Thu, 03 Oct 2013 02:34:45 +0000

Thanks Mike for a great article! Although it was posted long time ago, it yet covers a major issue most companies and contractors deal with. I do believe in the shared risk and how both sides should learn how to trust each other, and to create this shared culture, leading to a unified goal to attain. Would you think an organization would go for a shared risk when they can come up with good estimates of what the customer expects? Answering my question, I think in order for an organization to achieve that, we should think of partnerships and future collaborations and how to build up good relationships and reputation, we have to make sure people embrace such concepts and principles! If this is achieved at a certain point, I (may) agree with you on the last sentence of having no estimates is pretty not having not idea of how far we are going. The problem with your last sentence though, is that most companies cannot go for projects with unknown costs or lack of at least rough estimates, and this goes for both sides! As much fun as it sounds, as more risky and scary it is!
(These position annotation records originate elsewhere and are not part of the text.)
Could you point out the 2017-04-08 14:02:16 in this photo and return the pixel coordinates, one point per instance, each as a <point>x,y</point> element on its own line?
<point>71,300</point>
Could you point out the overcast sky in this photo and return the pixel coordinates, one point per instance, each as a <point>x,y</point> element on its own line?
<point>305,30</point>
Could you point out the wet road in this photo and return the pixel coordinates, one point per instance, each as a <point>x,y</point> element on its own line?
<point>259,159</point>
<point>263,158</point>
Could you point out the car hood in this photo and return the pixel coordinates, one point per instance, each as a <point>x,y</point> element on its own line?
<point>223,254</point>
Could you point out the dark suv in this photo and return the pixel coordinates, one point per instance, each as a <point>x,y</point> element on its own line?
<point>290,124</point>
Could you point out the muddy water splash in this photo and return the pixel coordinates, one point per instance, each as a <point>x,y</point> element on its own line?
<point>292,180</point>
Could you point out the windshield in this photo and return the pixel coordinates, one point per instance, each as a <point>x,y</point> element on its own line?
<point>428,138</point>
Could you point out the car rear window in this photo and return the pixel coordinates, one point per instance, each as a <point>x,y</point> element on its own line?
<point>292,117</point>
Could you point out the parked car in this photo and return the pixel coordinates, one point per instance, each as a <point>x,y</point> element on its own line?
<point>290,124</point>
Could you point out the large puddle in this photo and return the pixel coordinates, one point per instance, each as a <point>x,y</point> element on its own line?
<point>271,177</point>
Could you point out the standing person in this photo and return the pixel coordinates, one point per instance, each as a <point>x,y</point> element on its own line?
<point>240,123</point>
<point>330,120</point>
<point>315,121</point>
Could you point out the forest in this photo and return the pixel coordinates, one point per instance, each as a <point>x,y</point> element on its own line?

By: Sobre “ágil”, gestión de riesgo tradicional y estimaciones « ::everac99

Thu, 29 Sep 2011 00:00:21 +0000

[...] la construcción de la solución que me di cuenta que estaba equivocado. – Mike Cottmeyer, Who Owns the Risk?, [...]



By: Paul Jackson

Tue, 27 Sep 2011 08:27:28 +0000

I worked on a large project in partnership with an external company. We recognised that we'd wear all the risk unless we did something about it. So we organised a "partnership" day, with an external facilitator. We invited representatives from both sides, at all levels of the organisation and we worked together to come up with a shared Charter which expressed the shared goals and risks. We included how we would deal with issues and celebrate success. The resulting Charter was signed by both CEOs and the most junior employees from each organisation to emphasise the shared ownership and then worked to try and live up to the Charter. Sometimes it got a bit sticky and stressful but in most cases this early recognition of a shared goal helped us to avoid the blame culture.



By: Mike Cottmeyer

Wed, 21 Sep 2011 10:29:14 +0000

Thanks Andrew... not making any sweeping promises... to myself or anyone else about how long I'll be able to maintain energy around writing, but I'm optimistic. I just don't see any other way to baseline an effort so we know where we are or what we've got left to do. The only problem with estimates is that sometimes management and/or customers, don't treat them as estimates.



By: andrew fuqua

Wed, 21 Sep 2011 04:16:43 +0000

Ah, nicely put. mike. Nice to see you blogging again. Like you, most projects I see need an estimated cost to gauge net value of the project. And if a budget is involved, someone is going to want to shift blame and responsibility.



By: Mike Cottmeyer

Tue, 20 Sep 2011 17:41:57 +0000

You know, it depends. Sometimes it comes down to just having an open conversation about it. Sometimes its a matter of helping the customer understand that they aren't *really* reducing risk for themselves, just shifting blame. Other times, you leverage their shared experience with late delivery and build a case that agile allows them more *control* over what gets delivered when. Most reasonable people see what I am talking about. It gets unreasonable when the external pressure to deliver is so great and people's careers are on the line. In a case like that, the cultural challenges are much deeper, and to be candid, I am not sure I can really help.



By: Gary Reynolds

Tue, 20 Sep 2011 17:36:11 +0000

Really great post! The sharing of risk between customer and development is something I've rarely experienced in practice. You talk about creating a culture of shared risk - do you have any specific suggestions on how to do this? It it as simple as having both parties involved in the estimation process from the outset?